A fund that has steadily grown to $232 million in assets under management, with a consistent month over month increase in average daily trading volume is SDOG (ALPS Sector Dividend Dogs, Expense Ratio 0.40%).

SDOG tracks the S-Network Sector Dividend Dogs Index, which may not be familiar to most, but the concept of this methodology itself will likely resonate with the majority of managers in terms of familiarity.

The S&P 500 Index is screened and dividend yield is a metric that is sought after (the five highest yielding stocks in each S&P 500 sector are bought and equally weighted). In essence, the well-known “Dogs of the Dow” theory is applied to S&P sectors, and this concept has been part of the investment rhetoric for more than two decades now since Michael O’Higgins popularized the strategy in 1991. [Dividend ETF Beating the S&P 500]

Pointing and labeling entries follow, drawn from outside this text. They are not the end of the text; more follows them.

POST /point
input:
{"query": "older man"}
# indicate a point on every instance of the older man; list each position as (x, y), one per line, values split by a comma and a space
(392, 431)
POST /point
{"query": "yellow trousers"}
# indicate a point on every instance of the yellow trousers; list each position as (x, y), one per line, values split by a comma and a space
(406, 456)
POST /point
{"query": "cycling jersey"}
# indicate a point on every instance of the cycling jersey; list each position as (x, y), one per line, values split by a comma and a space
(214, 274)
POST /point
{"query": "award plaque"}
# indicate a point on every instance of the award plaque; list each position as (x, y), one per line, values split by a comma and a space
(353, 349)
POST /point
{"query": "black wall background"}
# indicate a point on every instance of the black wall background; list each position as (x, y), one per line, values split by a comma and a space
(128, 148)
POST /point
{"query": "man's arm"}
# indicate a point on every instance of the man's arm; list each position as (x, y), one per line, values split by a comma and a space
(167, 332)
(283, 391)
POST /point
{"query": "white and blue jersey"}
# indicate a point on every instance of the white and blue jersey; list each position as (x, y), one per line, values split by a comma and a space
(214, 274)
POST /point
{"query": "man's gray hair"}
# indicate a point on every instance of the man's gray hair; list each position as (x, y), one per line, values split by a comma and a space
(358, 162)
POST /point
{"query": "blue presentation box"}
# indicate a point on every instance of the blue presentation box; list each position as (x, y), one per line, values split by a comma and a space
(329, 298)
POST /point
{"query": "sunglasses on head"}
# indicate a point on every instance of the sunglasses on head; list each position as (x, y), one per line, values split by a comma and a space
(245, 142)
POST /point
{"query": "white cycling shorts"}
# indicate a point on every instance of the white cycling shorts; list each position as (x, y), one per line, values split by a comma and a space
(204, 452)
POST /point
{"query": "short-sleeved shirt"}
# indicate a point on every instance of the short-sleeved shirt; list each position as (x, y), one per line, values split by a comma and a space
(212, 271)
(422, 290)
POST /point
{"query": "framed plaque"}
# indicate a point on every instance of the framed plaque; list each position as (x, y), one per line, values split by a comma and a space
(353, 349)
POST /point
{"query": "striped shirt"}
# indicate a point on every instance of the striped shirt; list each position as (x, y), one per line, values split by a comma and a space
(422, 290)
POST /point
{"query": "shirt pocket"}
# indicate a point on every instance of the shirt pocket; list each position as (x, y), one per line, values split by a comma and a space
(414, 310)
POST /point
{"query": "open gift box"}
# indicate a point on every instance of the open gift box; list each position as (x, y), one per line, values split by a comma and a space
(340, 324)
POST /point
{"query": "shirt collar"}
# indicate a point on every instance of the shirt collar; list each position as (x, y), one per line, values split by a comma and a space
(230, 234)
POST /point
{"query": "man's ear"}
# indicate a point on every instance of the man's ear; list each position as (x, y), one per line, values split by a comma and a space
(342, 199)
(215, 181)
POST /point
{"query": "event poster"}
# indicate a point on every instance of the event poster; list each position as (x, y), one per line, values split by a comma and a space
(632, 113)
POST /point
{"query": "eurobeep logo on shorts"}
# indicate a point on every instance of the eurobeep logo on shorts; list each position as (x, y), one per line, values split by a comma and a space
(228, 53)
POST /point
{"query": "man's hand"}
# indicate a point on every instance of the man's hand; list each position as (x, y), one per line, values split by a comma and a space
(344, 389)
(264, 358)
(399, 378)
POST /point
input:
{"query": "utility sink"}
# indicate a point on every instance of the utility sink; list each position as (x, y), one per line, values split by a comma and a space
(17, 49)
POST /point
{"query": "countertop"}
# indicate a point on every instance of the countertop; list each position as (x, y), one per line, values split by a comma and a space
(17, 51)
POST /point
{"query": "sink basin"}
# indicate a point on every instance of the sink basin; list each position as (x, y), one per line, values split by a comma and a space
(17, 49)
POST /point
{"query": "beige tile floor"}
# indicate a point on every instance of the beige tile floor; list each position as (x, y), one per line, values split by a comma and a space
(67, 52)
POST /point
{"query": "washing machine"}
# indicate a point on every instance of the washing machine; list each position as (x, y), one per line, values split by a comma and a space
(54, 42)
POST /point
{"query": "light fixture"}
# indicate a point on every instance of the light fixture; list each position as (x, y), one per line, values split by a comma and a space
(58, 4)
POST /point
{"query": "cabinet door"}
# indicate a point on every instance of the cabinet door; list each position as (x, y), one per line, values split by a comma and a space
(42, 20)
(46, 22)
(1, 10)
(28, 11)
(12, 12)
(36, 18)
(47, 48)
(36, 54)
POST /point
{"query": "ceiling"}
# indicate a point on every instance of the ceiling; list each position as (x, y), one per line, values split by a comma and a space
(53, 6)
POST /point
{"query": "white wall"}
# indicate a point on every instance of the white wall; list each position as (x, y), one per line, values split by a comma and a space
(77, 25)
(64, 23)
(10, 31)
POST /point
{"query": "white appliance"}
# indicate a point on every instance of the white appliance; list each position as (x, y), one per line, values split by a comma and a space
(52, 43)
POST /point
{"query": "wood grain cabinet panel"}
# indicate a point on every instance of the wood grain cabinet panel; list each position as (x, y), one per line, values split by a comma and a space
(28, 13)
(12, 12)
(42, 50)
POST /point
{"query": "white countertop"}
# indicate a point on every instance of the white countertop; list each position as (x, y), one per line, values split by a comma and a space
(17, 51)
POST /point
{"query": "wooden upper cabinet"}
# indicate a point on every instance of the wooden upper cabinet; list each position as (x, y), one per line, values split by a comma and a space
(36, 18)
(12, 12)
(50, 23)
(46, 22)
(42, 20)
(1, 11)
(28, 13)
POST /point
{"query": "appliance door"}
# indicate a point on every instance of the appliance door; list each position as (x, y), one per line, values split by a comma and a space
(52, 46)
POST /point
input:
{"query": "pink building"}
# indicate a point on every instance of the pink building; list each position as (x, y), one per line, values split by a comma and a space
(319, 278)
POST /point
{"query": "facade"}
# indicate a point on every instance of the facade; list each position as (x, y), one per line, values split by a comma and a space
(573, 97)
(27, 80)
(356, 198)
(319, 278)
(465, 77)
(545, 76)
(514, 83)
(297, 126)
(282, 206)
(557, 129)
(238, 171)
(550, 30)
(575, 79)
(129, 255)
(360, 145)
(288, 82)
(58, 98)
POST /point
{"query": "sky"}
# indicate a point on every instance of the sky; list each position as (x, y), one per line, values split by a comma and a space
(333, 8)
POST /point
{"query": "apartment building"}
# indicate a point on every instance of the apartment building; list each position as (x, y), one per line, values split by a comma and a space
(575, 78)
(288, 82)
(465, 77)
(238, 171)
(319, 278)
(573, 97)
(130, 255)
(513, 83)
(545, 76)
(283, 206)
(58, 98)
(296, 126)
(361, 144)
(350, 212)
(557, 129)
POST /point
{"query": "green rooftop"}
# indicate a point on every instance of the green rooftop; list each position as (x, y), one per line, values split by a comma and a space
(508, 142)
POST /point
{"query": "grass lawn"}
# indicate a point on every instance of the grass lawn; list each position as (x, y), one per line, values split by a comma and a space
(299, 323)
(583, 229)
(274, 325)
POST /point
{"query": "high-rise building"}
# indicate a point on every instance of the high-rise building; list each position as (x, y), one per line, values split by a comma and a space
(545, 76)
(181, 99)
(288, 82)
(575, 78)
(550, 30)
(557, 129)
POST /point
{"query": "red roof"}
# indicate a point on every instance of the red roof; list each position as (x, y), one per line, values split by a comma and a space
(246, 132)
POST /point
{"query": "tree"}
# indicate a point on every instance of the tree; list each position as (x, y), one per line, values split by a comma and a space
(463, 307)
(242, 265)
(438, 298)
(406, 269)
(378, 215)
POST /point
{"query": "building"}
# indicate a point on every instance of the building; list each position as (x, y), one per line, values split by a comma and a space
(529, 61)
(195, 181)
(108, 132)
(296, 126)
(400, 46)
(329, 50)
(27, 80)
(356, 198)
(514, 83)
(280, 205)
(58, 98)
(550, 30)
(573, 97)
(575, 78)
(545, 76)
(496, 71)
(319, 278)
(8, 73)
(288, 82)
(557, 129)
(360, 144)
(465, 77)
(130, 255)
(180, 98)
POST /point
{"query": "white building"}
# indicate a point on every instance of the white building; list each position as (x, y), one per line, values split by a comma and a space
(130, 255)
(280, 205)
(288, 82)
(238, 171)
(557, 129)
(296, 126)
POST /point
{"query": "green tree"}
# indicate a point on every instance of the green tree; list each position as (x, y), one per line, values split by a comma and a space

SDOG has impressively out-performed the S&P 500 Index since inception (we do note that the live performance period only goes back to July of 2012, the inception of the ETF), and being an investment strategy that seeks dividend yield, it is not surprising to see portfolio managers attracted to the fund given the current themes in the market.

We have mentioned the presence of net buyers for quite some time now in areas of the equity market that focus on “dividend” or “quality” in addition to the never ending hunger for “Low Vol” funds which typically also offer appealing dividend yields.